Malang, Metrotvjatim.com- Perum Perhutani menyatakan titik api kembali ditemukan di Gunung Butak, Jawa Timur, setelah sebelumnya telah diumumkan, pada Selasa, 1 September 2026.
Administratur Perhutani Kesatuan Pemangkuan Hutan (KPH) Malang Kelik Djatmiko mengatakan, titik api ditemukan di lokasi yang sama dengan kebakaran sebelumnya, yakni di Petak 100 Resor Pemangkuan Hutan (RPH) Pujon Selatan.
“Api menyala kembali sejak jam 10 pagi tadi setelah sebelumnya sudah padam, titiknya sama,” kata Kelik, dilansir dari Antara , Sabtu, 5 September 2026.
Sebagai informasi, secara administrasi kepemerintahan Petak 100 Resor Pemangkuan Hutan (RPH) Pujon Selatan yang dilanda kebakaran itu masuk ke dalam wilayah Desa Pujon Kidul, Kecamatan Pujon, Kabupaten Malang.
Titik kebakaran berada di antara Pos 3 dan Pos 4 sehingga tidak berada di jalur pendakian karena masih berjarak sekitar satu kilometer.
Saat api ditemukan, petugas langsung melakukan upaya pemadaman secara manual. Namun, hal itu harus dihentikan karena faktor angin kencang yang berhembus di lokasi kejadian ketika proses pemadaman berlangsung.
Penghentian proses pemadaman dilakukan sekitar pukul 15.00 WIB. Keputusan itu juga menimbang faktor medan yang sulit diakses oleh petugas dari sisi darat.
“Situasi tidak memungkinkan untuk dilakukan pemadaman dari darat dan potensi membahayakan bagi tim pemadaman,” ujar dia.
Meski pemadaman berhenti, petugas akan melakukan pemetaan untuk menentukan upaya penanganan lanjutan.

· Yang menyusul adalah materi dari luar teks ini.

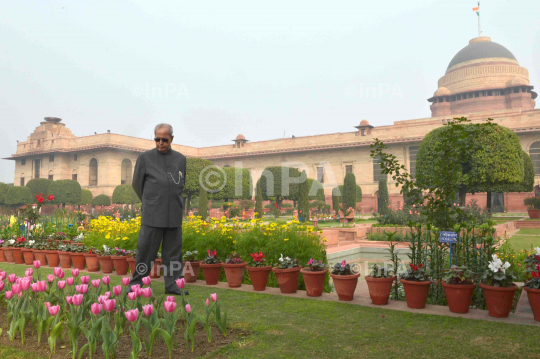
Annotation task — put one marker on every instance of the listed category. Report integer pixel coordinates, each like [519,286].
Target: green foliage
[203,203]
[66,192]
[349,191]
[384,199]
[39,185]
[125,194]
[86,197]
[17,196]
[102,200]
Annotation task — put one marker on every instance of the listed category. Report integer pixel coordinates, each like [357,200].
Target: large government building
[483,80]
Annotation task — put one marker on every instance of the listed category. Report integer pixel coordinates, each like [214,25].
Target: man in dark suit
[158,179]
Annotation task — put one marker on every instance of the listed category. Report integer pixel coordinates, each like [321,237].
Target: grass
[284,327]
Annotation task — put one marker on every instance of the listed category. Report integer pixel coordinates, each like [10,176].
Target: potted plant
[314,276]
[458,287]
[211,268]
[379,284]
[499,288]
[28,252]
[258,271]
[191,267]
[533,205]
[91,259]
[287,273]
[234,270]
[104,259]
[51,252]
[64,255]
[416,285]
[345,280]
[77,255]
[532,287]
[119,258]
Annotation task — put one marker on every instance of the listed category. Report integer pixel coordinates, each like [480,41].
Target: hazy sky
[229,67]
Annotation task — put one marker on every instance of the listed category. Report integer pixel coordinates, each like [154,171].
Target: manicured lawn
[284,327]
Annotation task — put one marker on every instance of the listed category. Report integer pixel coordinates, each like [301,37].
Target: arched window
[92,174]
[126,172]
[535,156]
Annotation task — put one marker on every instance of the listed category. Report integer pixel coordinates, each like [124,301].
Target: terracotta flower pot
[379,289]
[499,299]
[28,256]
[65,259]
[78,260]
[191,271]
[235,273]
[17,255]
[120,264]
[416,293]
[458,296]
[314,281]
[131,263]
[40,256]
[92,262]
[259,276]
[345,285]
[211,272]
[155,272]
[287,278]
[52,258]
[8,254]
[534,301]
[106,264]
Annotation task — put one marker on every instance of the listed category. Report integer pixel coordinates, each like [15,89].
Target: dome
[480,48]
[442,91]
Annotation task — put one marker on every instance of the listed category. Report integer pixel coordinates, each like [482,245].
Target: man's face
[162,146]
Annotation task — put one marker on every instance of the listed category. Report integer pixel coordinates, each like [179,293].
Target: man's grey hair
[161,125]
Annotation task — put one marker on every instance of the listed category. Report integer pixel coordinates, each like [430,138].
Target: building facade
[484,80]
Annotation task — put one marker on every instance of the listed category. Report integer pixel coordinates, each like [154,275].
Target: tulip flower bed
[67,312]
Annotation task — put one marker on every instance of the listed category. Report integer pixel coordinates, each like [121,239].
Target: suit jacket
[159,180]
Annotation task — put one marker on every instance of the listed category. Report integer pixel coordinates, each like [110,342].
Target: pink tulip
[96,308]
[109,305]
[53,310]
[181,282]
[82,289]
[77,299]
[148,309]
[132,315]
[169,306]
[147,292]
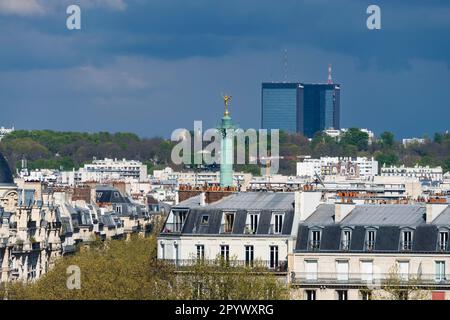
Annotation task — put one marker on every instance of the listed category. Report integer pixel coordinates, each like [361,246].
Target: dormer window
[277,223]
[251,226]
[314,242]
[370,240]
[346,238]
[205,219]
[227,222]
[443,240]
[175,221]
[406,240]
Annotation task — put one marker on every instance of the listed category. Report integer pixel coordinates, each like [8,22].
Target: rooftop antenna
[285,65]
[330,79]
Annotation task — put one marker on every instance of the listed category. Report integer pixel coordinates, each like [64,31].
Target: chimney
[342,209]
[306,202]
[202,199]
[177,198]
[433,210]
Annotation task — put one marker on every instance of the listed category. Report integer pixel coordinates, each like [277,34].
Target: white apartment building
[201,178]
[409,141]
[420,172]
[337,133]
[355,167]
[346,251]
[244,227]
[5,131]
[106,170]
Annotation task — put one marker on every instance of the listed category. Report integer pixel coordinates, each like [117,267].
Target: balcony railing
[345,245]
[442,245]
[314,245]
[266,265]
[172,228]
[370,245]
[406,245]
[248,229]
[226,228]
[322,278]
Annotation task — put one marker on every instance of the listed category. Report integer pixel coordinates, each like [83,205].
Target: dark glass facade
[299,107]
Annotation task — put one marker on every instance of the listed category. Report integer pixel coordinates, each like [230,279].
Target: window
[205,219]
[406,241]
[311,269]
[179,219]
[225,252]
[277,223]
[200,252]
[252,223]
[346,237]
[403,270]
[342,294]
[366,270]
[443,240]
[315,240]
[310,294]
[163,251]
[366,295]
[403,295]
[370,240]
[249,255]
[440,271]
[228,223]
[342,270]
[273,257]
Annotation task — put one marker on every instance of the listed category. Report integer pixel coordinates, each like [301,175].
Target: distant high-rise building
[300,107]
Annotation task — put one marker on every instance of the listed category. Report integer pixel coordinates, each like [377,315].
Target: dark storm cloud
[151,66]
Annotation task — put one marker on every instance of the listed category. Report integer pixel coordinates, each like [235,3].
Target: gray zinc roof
[386,215]
[444,218]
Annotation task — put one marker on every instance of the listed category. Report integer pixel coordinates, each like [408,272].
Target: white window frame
[277,222]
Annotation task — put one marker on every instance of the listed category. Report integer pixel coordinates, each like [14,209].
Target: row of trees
[67,150]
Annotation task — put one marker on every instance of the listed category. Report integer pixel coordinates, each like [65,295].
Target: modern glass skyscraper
[300,107]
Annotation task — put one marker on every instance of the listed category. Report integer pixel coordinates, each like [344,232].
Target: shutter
[403,268]
[311,270]
[342,270]
[366,270]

Kemudian, dikoordinasikan bersama Badan Penanggulangan Bencana Daerah ( BPBD ) Kabupaten Malang.
Meski pemadaman berhenti, petugas akan melakukan pemetaan untuk menentukan upaya penanganan lanjutan. Kemudian, dikoordinasikan bersama Badan Penanggulangan Bencana Daerah ( BPBD ) Kabupaten Malang.
Saat ditanya menggunakan helikopter water bombing , Kelik mengatakan jika langkah itu akan menjadi opsi terbaik dalam proses penanganan kebakaran ini.
“Kemungkinan itu satu-satunya cara untuk pemadamannya, karena medan sulit dan mewujudkan angin kencang,” ucap Kelik.
Sebelumnya, kebakaran yang melanda kawasan Gunung Butak diperkirakan berdampak pada lahan seluas 15 hektar. Lokasi tersebut merupakan kawasan hutan lindung dengan objek yang terbakar berupa semak-semak dan pohon yang masih dalam kondisi tumbuh.